NiFi Ingest
NiFi Ingest is a set of components for data retrieval and enrichment, that run within an open-source framework called Apache NiFi. NiFi Ingest provides a new way to ingest data into Knowledge Discovery.
Ingest Data into Knowledge Discovery
Knowledge Discovery is a platform that helps you get the most benefit from large quantities of information. Before you can start using Knowledge Discovery, you need to index your data. Your organization is likely to have data in many different formats, distributed across many different kinds of repository. The process of extracting information from repositories and preparing it for indexing into the text index is called ingestion.
Knowledge Discovery Connectors connect to repositories and retrieve content. There are connectors for over 150 types of repository, including:
- Local and network file systems.
- Web sites and social media feeds.
- Document and content management systems such as Microsoft SharePoint.
- E-mail servers such as Microsoft Exchange.
- Database servers such as Microsoft SQL Server, Oracle, and MySQL.
- Cloud services such as OneDrive and Google Drive.
After connectors have retrieved information from a repository, but before it is indexed, the information is usually processed and enriched.
Typically, files that contain text are filtered by File Content Extraction, which extracts the text so that Knowledge Discovery does not need to process information in its native format. Media files, such as images or audio recordings can be sent to a Media Server which can perform media analysis such as optical character recognition or speech-to-text. The information can be standardized, so that information that originated in different repositories is stored in the same document fields and can be used more effectively. You can discard irrelevant content so that it does not pollute the index.
Use NiFi Ingest
NiFi Ingest helps you use Apache NiFi to build a custom ingestion pipeline for Knowledge Discovery.

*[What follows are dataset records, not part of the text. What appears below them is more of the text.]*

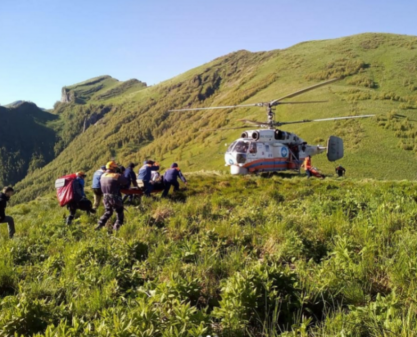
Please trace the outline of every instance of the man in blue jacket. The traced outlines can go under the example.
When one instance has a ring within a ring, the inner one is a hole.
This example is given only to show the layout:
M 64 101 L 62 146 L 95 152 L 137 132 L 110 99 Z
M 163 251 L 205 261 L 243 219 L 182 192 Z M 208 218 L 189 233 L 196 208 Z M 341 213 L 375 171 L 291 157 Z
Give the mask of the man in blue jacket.
M 162 198 L 166 198 L 168 195 L 168 192 L 171 186 L 174 186 L 174 191 L 178 191 L 180 189 L 180 183 L 178 182 L 178 179 L 180 178 L 182 182 L 187 185 L 187 181 L 185 177 L 182 175 L 181 170 L 178 167 L 177 163 L 174 163 L 171 165 L 171 168 L 168 169 L 164 174 L 164 185 L 165 188 L 162 192 Z
M 67 208 L 70 211 L 70 215 L 67 217 L 67 225 L 72 224 L 77 209 L 84 210 L 87 214 L 96 212 L 96 210 L 92 208 L 91 202 L 87 199 L 84 191 L 84 180 L 87 175 L 83 172 L 77 172 L 76 174 L 77 178 L 72 183 L 74 198 L 72 201 L 67 205 Z
M 142 181 L 145 188 L 145 195 L 151 196 L 152 191 L 152 184 L 151 183 L 151 172 L 159 169 L 159 164 L 153 160 L 146 160 L 146 164 L 139 170 L 137 175 L 138 180 Z
M 102 192 L 102 186 L 100 185 L 100 178 L 102 175 L 105 172 L 105 166 L 103 166 L 100 168 L 100 170 L 98 170 L 93 175 L 93 184 L 91 185 L 91 188 L 93 189 L 93 193 L 94 194 L 94 203 L 93 205 L 93 208 L 94 209 L 97 209 L 99 208 L 100 205 L 100 202 L 102 201 L 102 198 L 103 196 L 103 192 Z
M 133 169 L 135 168 L 136 165 L 133 163 L 130 163 L 129 164 L 128 166 L 128 168 L 125 171 L 125 173 L 123 174 L 123 176 L 126 179 L 127 179 L 129 181 L 129 183 L 126 186 L 124 186 L 127 188 L 130 188 L 130 186 L 133 184 L 133 186 L 137 187 L 137 182 L 136 181 L 136 175 L 134 174 L 134 171 L 133 171 Z M 128 199 L 128 197 L 129 198 L 129 204 L 131 204 L 133 200 L 133 195 L 130 194 L 128 195 L 126 194 L 124 197 L 123 197 L 123 203 L 126 201 L 126 199 Z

NiFi Ingest, combined with the Apache NiFi framework, provides features that:
- Improve visibility. Apache NiFi provides a graphical interface that you use to build your ingestion pipeline. When you start ingesting documents, you can use the same interface to monitor processing speed and queue sizes, and identify bottlenecks and ingestion errors. The Apache NiFi framework also has built-in support for tracking documents through the ingestion process.

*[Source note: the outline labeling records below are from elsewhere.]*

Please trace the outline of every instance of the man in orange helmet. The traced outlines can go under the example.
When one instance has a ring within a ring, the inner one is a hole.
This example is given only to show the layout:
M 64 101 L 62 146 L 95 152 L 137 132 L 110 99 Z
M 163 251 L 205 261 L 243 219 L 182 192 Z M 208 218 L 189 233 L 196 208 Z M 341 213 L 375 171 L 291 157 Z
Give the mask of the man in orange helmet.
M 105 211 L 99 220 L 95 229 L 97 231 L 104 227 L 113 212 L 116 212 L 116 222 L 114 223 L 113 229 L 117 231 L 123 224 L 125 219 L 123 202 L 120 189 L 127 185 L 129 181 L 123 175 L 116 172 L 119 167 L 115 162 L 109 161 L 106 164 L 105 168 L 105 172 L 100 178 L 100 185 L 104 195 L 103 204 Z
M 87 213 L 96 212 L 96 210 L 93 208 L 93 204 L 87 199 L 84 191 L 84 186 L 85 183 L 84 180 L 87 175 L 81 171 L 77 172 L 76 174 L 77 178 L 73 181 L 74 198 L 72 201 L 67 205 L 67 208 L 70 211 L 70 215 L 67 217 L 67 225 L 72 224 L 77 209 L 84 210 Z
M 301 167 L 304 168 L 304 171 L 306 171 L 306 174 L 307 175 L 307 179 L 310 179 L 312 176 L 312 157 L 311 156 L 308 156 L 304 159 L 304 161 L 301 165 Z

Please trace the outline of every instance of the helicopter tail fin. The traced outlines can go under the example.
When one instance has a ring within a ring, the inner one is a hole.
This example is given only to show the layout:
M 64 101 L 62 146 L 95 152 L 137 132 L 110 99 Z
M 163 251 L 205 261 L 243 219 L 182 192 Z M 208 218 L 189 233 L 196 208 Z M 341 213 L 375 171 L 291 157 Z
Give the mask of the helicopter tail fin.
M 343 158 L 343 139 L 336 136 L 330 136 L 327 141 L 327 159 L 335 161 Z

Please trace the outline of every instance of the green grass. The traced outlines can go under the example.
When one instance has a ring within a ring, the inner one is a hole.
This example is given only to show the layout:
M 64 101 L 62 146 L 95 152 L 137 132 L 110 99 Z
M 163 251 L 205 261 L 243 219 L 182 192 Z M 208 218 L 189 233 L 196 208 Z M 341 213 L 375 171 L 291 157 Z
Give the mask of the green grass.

- Improve customization. You can create an ingestion pipeline that is customized to your use case, with less need for custom Lua scripts.

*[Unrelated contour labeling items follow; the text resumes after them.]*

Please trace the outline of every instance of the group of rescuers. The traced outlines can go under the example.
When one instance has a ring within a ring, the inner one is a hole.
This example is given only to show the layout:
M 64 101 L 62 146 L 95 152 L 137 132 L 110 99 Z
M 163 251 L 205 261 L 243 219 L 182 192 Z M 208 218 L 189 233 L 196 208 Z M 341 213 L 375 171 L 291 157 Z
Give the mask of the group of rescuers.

- Improve control. You can stop parts of the ingestion pipeline and make changes, without stopping the entire system.
- Improve performance and reliability. Apache NiFi can scale to process extremely large volumes of data. You can distribute processing across multiple NiFi instances.
NiFi Ingest provides processors (connectors) that connect to your data repositories. The NiFi Ingest distribution also provides processors that enrich your data. For example, the distribution includes processors for File Content Extraction and a processor for sending files to a Media Server for further analysis.
After retrieving and enriching your data, NiFi Ingest can index the resulting documents into your text index.